Quando ero già più grande, forse uno degli ultimi anni di università, ho studiato per mesi, ogni sera, su una poltrona vicino all'ingresso, sperando che uno dei miei due genitori non tornasse a casa mettendo fine alla nostra famiglia, e l'ho fatto conoscendo a memoria gli orari di lavoro e le abitudini di ognuno, potendo prevedere con esattezza il momento in cui sarebbe arrivata la mia delusione.
Cambiando i dettagli devo aver generato decine di situazioni, tutte ugualmente frustranti, perché quello che contava era riuscire a ritagliarmi un angolo in cui poter rimanere con il mio desiderio in mano, ad aspettare di vederlo rovinato dal tempo, dagli eventi, anche solo dal silenzio o da un'assenza annunciata.

mercoledì 1 febbraio 2012

what do you get when you cross an insomniac, an unwilling agnostic and a dyslexic.

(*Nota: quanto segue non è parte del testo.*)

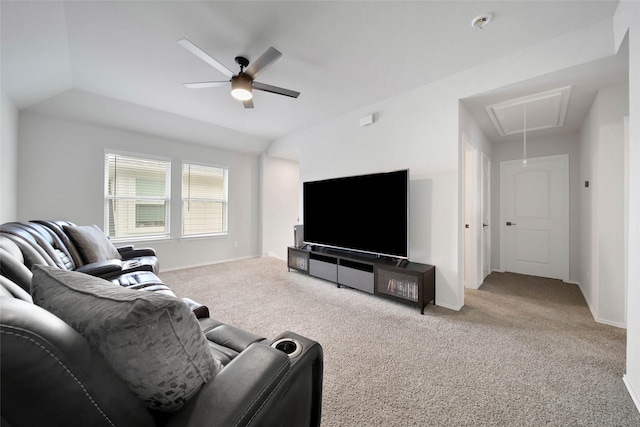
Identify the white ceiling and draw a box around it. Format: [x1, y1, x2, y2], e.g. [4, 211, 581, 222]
[0, 0, 624, 152]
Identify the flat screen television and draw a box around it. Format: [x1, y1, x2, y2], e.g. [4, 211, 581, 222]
[303, 169, 409, 259]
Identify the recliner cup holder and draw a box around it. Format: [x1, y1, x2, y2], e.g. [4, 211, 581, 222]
[271, 338, 302, 358]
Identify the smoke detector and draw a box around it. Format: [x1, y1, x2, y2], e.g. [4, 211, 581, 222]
[471, 13, 493, 30]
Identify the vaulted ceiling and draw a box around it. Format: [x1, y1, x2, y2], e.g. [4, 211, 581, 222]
[0, 0, 624, 151]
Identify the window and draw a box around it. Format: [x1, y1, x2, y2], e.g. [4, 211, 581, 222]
[182, 163, 227, 236]
[105, 153, 171, 239]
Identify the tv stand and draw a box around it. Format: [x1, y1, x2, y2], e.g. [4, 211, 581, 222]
[287, 245, 436, 314]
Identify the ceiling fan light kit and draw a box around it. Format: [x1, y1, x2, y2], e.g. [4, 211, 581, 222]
[231, 74, 253, 101]
[178, 39, 300, 108]
[471, 13, 493, 30]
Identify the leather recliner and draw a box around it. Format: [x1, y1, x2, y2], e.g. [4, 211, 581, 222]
[0, 224, 323, 427]
[34, 220, 160, 273]
[0, 221, 164, 290]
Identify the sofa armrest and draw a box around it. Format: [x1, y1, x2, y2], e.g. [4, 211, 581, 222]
[117, 245, 156, 260]
[182, 297, 209, 319]
[167, 344, 291, 427]
[76, 259, 122, 277]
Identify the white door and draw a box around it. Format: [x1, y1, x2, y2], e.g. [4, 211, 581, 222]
[481, 153, 491, 281]
[463, 139, 480, 289]
[500, 155, 569, 281]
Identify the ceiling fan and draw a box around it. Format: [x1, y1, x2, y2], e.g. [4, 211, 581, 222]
[178, 39, 300, 108]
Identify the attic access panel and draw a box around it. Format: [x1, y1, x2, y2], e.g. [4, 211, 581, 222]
[485, 86, 571, 136]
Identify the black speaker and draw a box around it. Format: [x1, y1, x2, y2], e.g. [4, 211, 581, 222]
[293, 224, 304, 248]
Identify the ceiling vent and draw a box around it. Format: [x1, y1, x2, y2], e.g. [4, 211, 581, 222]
[485, 86, 571, 136]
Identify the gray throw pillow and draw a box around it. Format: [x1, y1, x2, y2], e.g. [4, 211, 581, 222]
[64, 225, 122, 263]
[31, 265, 221, 412]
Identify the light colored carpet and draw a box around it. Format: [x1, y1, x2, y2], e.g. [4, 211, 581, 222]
[161, 258, 640, 427]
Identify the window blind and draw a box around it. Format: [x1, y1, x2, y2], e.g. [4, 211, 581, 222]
[105, 154, 171, 238]
[182, 163, 227, 236]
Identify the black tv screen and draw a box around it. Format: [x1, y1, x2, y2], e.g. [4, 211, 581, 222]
[303, 170, 409, 258]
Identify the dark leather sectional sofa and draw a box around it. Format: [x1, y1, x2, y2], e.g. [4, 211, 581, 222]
[0, 221, 323, 427]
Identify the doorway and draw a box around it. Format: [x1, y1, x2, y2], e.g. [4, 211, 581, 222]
[500, 154, 569, 281]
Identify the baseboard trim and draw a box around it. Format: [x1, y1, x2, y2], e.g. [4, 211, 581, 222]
[622, 374, 640, 412]
[436, 302, 462, 311]
[160, 255, 260, 273]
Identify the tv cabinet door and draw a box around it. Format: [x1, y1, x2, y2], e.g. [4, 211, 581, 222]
[287, 248, 309, 273]
[309, 254, 338, 283]
[338, 260, 374, 294]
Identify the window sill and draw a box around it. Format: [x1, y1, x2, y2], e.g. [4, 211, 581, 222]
[180, 233, 229, 241]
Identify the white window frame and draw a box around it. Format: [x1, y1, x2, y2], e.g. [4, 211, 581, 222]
[104, 150, 172, 242]
[180, 160, 229, 239]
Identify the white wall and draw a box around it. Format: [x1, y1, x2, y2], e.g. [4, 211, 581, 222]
[614, 1, 640, 410]
[260, 155, 300, 259]
[0, 90, 18, 224]
[269, 17, 615, 309]
[579, 84, 629, 326]
[18, 112, 260, 270]
[491, 134, 581, 283]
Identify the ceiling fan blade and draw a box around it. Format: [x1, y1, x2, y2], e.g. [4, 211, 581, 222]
[178, 39, 234, 77]
[253, 82, 300, 98]
[245, 47, 282, 79]
[184, 81, 229, 89]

Il tempo non mi ha guarito e ora sono semplicemente una persona matura e nevrotica.
Nel corso degli anni ho tentato di dare la colpa del fatto di essermi scoperta ormai rovinata e inadatta a vivere a chiunque si fosse avvicinato a me quel tanto che bastava per avermi toccato o lasciato qualcosa di suo, ma ho mentito tutte le volte in cui ho detto che credo alle storie che mi racconto. Sembra quasi offensivo pensare che tutta la lucidità di cui sono capace - nel guardarmi, descrivermi, suddividermi in capitoli, rielaborarmi e darmi una nuova forma con le parole - possa essersi arresa di fronte ad un gioco di ruolo discreto ed essenziale, quasi primitivo, in cui io mi metto in castigo e poi non mi ribello. Sono nata incapace di vivere al di fuori di una stanza perché la mia capacità di immaginare si è arresa di fronte al compito di gestire l'angoscia per tutta la rete di possibilità non prevedibili, per i dialoghi, per le parole da dover decidere mentre il mondo accade e per la diversità, che è solo un altro nome per la moltitudine che così fa solo più paura. Sono stata io a chiedermi di restare in quella stanza, dopo aver misurato i contorni del dolore nato dall'inadeguatezza verso la compagnia, dalla profonda tensione interiore che trova uno sfogo solo nella solitudine, scelta e fortemente voluta, e dalla condanna a percepire la miseria in maniera puntuale e matematica in ogni circostanza. Sono stata io a rovinarmi creando una struttura di alibi in cui ciascuno ha potuto poi incastrare le proprie rimostranze quasi senza sforzo, sono stata io a far crescere l'orgoglio per un'autonomia assolutamente solitaria e silenziosa, dichiaratamente fallimentare, che mi ha fatto diventare solo più presuntuosa ed aggressiva, perché gelosa di un traguardo fittizio e allo stesso tempo terrorizzata all'idea che qualcuno potesse violarlo. Sono stata io a disegnare porte, chiavi e catene, per poi sedermi con le spalle contro il muro ad aspettare, continuando in silenzio a recriminare, ad agitarmi, arrabbiarmi, a vivere nell'angoscia di essere senza via d'uscita.